Картина сомкнулась над головой индейца, а также над самоуважением Лазарро. Жизнь назвала Лазарро притворщиком — и он всегда знал, что так и будет.
Он улыбался, как преступник, надеющийся, что его преступления будут еще много лет сходить ему с рук. Но он не мог на это надеяться. Он страшно любил живопись и страшно хотел продолжать писать. Если он был преступником, он был и самой невинной его жертвой.
Лазарро уронил свои непослушные руки на колени и подумал о том, что сейчас делают гениальные руки Стэдмена. Если Стэдмен скажет своим рукам быть светскими, как у Пикассо, они будут светскими. Если он скажет рукам быть строго прямолинейными, как у Мондриана, они будут строго прямолинейными. Если он скажет рукам быть капризно-детскими, как у Кли, они будут капризно-детскими. Если он скажет им дымиться от злобы, как у Лазарро, волшебным рукам Стэдмена удастся и это.
Лазарро пал так низко, что ему пришло в голову украсть картину Стэдмена, подписать ее своим именем и угрожать бедному старику побоями в случае, если тот проговорится.
Пасть ниже Лазарро не мог. Он начал рисовать то, что он чувствовал — каким извращенным, грубым и грязным был Лазарро. В основном картина была черной. Это была последняя картина, которую Лазарро собирался когда-либо нарисовать, и назовет он ее «Никакого толку».
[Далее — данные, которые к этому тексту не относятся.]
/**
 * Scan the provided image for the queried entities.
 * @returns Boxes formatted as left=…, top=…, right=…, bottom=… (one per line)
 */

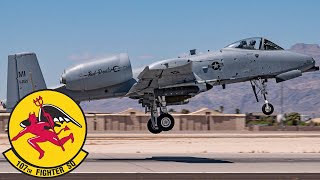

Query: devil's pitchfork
left=33, top=96, right=65, bottom=151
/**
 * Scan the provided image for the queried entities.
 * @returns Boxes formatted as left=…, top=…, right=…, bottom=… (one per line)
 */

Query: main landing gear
left=147, top=96, right=174, bottom=134
left=250, top=78, right=274, bottom=115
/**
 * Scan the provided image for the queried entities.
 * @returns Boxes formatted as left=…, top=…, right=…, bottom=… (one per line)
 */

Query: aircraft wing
left=126, top=59, right=200, bottom=97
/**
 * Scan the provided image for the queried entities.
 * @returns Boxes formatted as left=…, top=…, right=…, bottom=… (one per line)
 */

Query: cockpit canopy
left=226, top=37, right=283, bottom=51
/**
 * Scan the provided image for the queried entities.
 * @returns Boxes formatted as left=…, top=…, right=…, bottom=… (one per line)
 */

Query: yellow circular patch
left=8, top=90, right=87, bottom=176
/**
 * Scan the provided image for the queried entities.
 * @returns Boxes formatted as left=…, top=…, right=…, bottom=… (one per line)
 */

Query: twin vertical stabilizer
left=6, top=53, right=47, bottom=112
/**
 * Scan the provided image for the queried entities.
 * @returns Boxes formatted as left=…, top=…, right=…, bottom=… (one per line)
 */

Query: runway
left=0, top=153, right=320, bottom=173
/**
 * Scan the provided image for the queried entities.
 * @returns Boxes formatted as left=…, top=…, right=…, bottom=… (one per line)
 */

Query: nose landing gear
left=147, top=96, right=174, bottom=134
left=250, top=78, right=274, bottom=115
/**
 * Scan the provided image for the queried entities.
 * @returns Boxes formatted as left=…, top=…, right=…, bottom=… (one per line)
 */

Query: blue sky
left=0, top=0, right=320, bottom=99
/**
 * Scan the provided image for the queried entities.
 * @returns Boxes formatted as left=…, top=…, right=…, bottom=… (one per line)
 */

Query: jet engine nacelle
left=276, top=70, right=302, bottom=83
left=60, top=53, right=132, bottom=91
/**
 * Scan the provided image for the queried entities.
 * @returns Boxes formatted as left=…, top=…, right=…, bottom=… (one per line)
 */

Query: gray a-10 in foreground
left=1, top=37, right=319, bottom=133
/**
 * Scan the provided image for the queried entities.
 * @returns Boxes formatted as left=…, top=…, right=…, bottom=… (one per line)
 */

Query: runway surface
left=0, top=153, right=320, bottom=173
left=0, top=133, right=320, bottom=180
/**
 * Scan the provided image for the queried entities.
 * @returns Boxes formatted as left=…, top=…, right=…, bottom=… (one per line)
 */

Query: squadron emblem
left=3, top=90, right=88, bottom=177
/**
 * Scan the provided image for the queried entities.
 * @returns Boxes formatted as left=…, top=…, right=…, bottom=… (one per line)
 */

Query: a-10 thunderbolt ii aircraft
left=1, top=37, right=319, bottom=133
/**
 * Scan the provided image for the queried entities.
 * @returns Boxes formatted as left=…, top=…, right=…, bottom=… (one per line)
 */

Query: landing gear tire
left=147, top=119, right=162, bottom=134
left=262, top=103, right=274, bottom=115
left=158, top=113, right=174, bottom=131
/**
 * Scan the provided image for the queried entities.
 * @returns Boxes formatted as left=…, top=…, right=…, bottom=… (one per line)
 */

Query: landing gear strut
left=147, top=96, right=174, bottom=134
left=250, top=78, right=274, bottom=115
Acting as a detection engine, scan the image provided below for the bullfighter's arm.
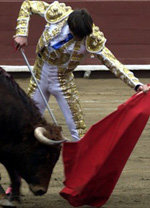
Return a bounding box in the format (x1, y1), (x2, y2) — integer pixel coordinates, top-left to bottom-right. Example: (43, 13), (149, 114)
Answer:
(86, 25), (143, 89)
(16, 0), (49, 36)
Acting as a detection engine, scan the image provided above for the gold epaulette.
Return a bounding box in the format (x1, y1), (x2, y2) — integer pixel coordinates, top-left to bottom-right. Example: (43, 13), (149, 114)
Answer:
(45, 1), (73, 23)
(86, 25), (106, 53)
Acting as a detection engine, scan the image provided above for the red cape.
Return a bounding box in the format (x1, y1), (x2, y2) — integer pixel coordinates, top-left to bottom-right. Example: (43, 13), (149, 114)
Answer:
(60, 92), (150, 207)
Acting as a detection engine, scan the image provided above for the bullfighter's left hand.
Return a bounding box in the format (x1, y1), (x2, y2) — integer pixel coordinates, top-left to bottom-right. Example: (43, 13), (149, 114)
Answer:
(136, 84), (150, 93)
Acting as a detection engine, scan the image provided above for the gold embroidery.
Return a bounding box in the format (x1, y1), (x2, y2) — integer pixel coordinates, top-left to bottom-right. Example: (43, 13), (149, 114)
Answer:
(86, 25), (106, 53)
(45, 1), (73, 23)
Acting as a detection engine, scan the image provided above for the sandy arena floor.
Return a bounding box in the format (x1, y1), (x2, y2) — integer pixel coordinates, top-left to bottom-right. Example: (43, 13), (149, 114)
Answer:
(0, 72), (150, 208)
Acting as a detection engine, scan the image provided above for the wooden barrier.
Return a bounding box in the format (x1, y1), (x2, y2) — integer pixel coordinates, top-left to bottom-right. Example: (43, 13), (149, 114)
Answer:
(0, 0), (150, 65)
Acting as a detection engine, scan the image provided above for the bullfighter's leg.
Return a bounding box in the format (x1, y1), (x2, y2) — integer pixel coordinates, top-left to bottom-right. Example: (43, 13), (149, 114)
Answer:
(28, 56), (50, 114)
(28, 56), (86, 140)
(4, 163), (21, 206)
(43, 63), (86, 141)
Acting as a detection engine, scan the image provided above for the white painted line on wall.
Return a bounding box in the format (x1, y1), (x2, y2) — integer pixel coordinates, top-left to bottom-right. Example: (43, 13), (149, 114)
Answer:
(0, 64), (150, 72)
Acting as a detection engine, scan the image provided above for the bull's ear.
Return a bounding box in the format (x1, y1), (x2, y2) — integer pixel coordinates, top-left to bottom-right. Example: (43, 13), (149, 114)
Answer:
(34, 127), (66, 145)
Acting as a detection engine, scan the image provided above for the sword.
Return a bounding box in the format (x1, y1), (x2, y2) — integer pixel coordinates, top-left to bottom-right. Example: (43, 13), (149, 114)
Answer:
(20, 48), (58, 125)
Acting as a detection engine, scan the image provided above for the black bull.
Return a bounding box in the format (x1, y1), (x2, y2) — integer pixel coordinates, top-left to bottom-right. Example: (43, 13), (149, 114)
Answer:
(0, 68), (63, 205)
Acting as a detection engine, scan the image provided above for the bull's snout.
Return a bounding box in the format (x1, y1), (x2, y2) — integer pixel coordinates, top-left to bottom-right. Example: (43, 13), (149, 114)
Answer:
(29, 184), (47, 196)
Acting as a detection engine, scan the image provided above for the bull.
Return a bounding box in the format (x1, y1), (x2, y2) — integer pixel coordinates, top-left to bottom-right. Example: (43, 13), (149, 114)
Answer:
(0, 67), (65, 206)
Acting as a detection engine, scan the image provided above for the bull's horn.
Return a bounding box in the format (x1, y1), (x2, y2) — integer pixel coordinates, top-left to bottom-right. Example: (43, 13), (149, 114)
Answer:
(34, 127), (66, 145)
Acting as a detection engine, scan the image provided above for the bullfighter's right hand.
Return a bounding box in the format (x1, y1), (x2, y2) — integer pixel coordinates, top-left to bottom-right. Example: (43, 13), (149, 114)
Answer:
(13, 36), (28, 50)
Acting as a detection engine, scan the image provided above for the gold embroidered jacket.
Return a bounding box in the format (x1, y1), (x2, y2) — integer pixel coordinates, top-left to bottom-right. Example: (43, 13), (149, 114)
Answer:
(16, 0), (141, 88)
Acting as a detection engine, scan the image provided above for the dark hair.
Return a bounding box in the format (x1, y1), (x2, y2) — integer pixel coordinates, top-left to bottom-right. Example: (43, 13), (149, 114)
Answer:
(67, 9), (93, 39)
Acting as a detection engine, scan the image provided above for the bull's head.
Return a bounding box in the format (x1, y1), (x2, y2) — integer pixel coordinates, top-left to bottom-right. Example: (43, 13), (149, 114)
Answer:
(17, 126), (66, 195)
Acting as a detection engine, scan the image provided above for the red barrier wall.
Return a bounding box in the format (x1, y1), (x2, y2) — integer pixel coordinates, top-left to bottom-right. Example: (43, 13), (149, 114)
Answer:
(0, 0), (150, 65)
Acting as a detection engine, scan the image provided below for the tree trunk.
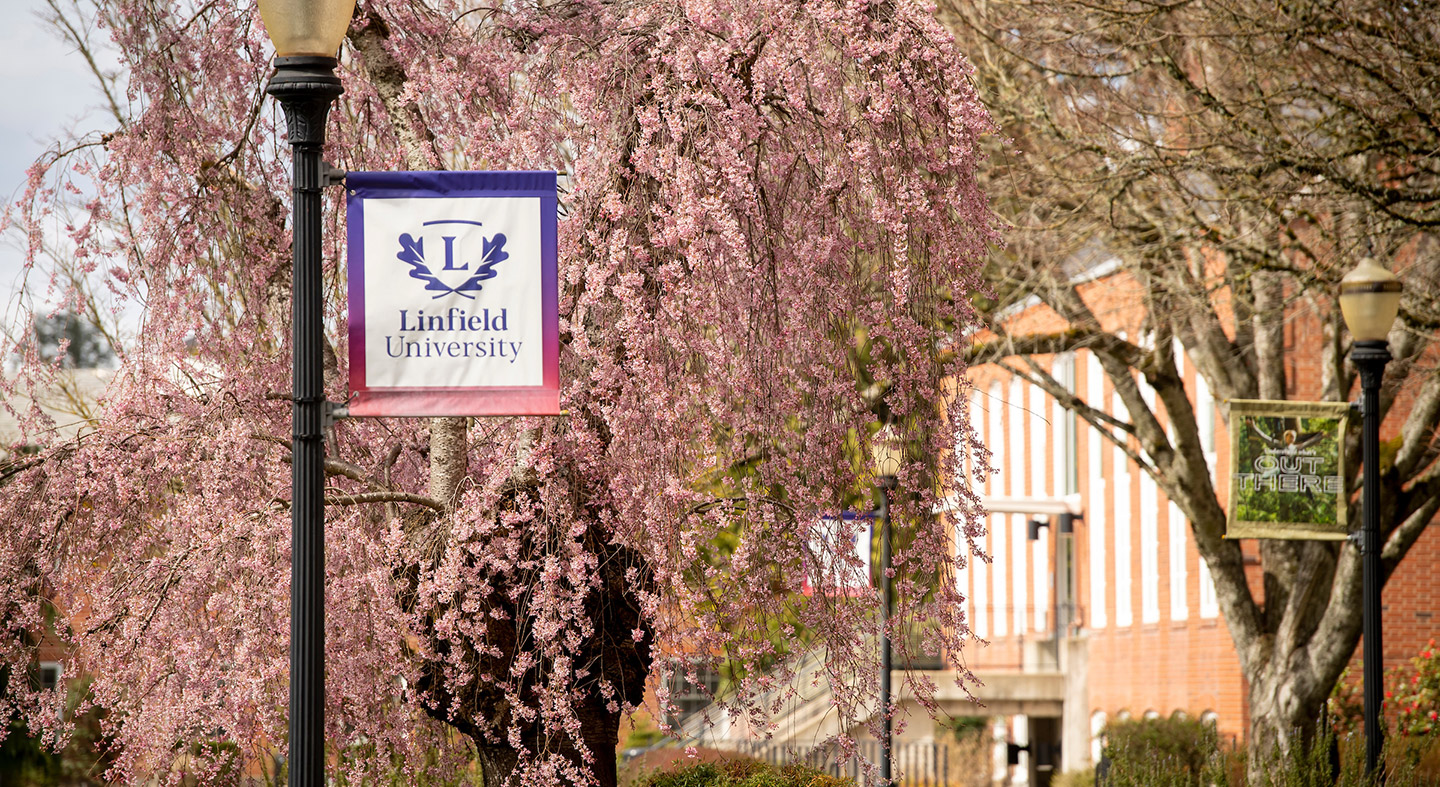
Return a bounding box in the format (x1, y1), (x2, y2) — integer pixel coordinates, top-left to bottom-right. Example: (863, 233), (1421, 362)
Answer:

В дверь студии постучали так, как будто снаружи было больное животное. Лазарро продолжил лихорадочно рисовать.
Звук повторился.
Лазарро открыл дверь. Снаружи стоял лорд Стэдмен:
— Если я похож а человека, которого сейчас повесят, — сказал Стэдмен, — то именно так я себя и чувствую.
— Заходите, — сказал Лазарро, — заходите.
Дарлин Стэдмен проспал до одиннадцати утра. Он пытался заставить себя поспать еще, но не мог. Он не хотел вставать.
Пытаясь понять причины этого нежелания, Стэдмен обнаружил, что не боялся будущего. В конце концов, он прекрасно решил проблему, обменявшись картинами с Лазарро. Он больше не боялся унижения. Он написал свое имя на картине с душой. Возможно, снаружи, среди странной неподвижности, затаилась слава.
Не хотеть вставать Стэдмена заставляло ощущение, что этой безумной ночью он потерял что-то бесценное.
Бреясь и рассматривая себя в зеркало, он понял, что потерянное и не было его сущностью. Он был все тем же старым добрым неумехой. Денег он тоже не лишился. Они с Лазарро меняли шило на мыло.
Он пересек студию и никого там не нашел. Для туристов было еще слишком рано. Они не появятся раньше полудня. Корнелии тоже не было видно.
Ощущение, что он потерял что-то важное, так усилилось, что Стэдмен поддался желанию перерыть все шкафчики и столы в студии в поисках бог весть чего. Он хотел, чтобы жена помогла ему:
— Дорогая?.. — позвал он.
— А вот и он! — крикнула снаружи Корнелия. Она вошла внутрь и счастливо поволокла его к мольберту, на котором он рисовал для публики. На мольберте была черная картина Лазарро. Она была подписана Стэдменом.
Днем она производила совсем другое впечатление. Черный ожил и блестел. А все остальные цвета больше не казались грязными оттенками черного. Они придавали картине мягкую, священную, вечную прозрачность витража. Более того, от картины за версту не разило Лазарро. Она была гораздо лучше, чем у Лазарро, потому что на ней не было страха. На ней была красота, гордость и восхищение.
Корнелия сияла:
— Ты победил, дорогой, ты победил, — сказала она.